There's usually an easy-ish way to override malloc/calloc/realloc/free on Unix, as it's very useful to do when debugging issues or just to collect allocation metrics.

In ELF objects (i.e. on Linux) this is usually done with the "Weak" symbol binding. This is an optional flag for symbols in ELF format that let you override a symbol by providing a competing non-weak symbol, which the linker will prefer when there is a conflict. https://en.wikipedia.org/wiki/Weak_symbol

You can see the list of Weak symbols by looking for a 'W' in the output of `nm` on linux hosts.

Right.

Unfortunately, a lot of system level knowledge like this is not found in a single place but spread over many articles/manuals/books/etc.

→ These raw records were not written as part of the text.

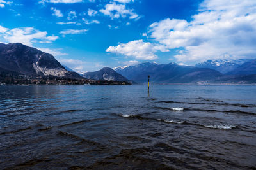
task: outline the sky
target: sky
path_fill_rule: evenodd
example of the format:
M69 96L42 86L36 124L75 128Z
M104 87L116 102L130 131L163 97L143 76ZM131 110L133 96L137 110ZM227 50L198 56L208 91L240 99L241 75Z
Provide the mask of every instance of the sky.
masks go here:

However, the book Advanced C and C++ Compiling: An Engineering Guide to Compiling, Linking and Libraries using C and C++ by Milan Stevanovic brings together a lot of information which you might find interesting.

If you started learning from the "bottom-up", you wouldn't think it's intimidating. Fortunately, it's never too late to start learning.
That might be true for this particular thing, but there’ll still be some other perceived barrier of complexity, e.g. maybe it’s hardware, maybe it’s math, maybe it’s some higher level application like graphics. My point was that I was reminded to not just assume something would be hard without looking into it.
This applies to a lot of things unfortunately. There is a cult of just being afraid and scaring other people.

"You can't do it, just use a library.". "Just use this library, everyone uses it.". "Even google uses this library, do you think you are better." etc.

To add another example to this, you will read that memcpy is super mega optimized on libc and you shouldn't do it yourself etc. etc. etc.

But if you just check clickhouse [1] as an example. They implemented it, it is pretty basic and they say it works well in the comments of the code.

Also you can check musl libc code etc. and it is fairly simple.

People still would argue that you used some intrinsic so it isn't portable or you just benchmarked on one case so it won't work well overall.

Well you CAN benchmark as wide as you want inside your project and have a different memcpy code per project. This kind of thing isn't as bad as people make it out to be in my opinion.

Ofc memcpy is just an example here and it applies similarly to memory allocation, io etc.

As a negative note, imo this is one of the major reasons why most software is super crappy now. Everything uses some library -> those libraries change all the time -> more breaking -> more maintenance. Similar chain happens in terms of performance because the person that wrote that library probably doesn't even know how I am using the library.

This is also why people have endless arguments about what library/tool to use while they can be learning more and more things every day.

[1] https://github.com/ClickHouse/ClickHouse/blob/master/base/gl...

100% - the number of times you will need to use a super optimized memcpy() in real life versus the benefit you can get from looking at and writing basic versions of it for different CPU's is very slim.

Then you'll have a much better idea of when to _really_ use one that depends on intrinsics, is optimized etc, and how to benchmark them ... those are the real skills.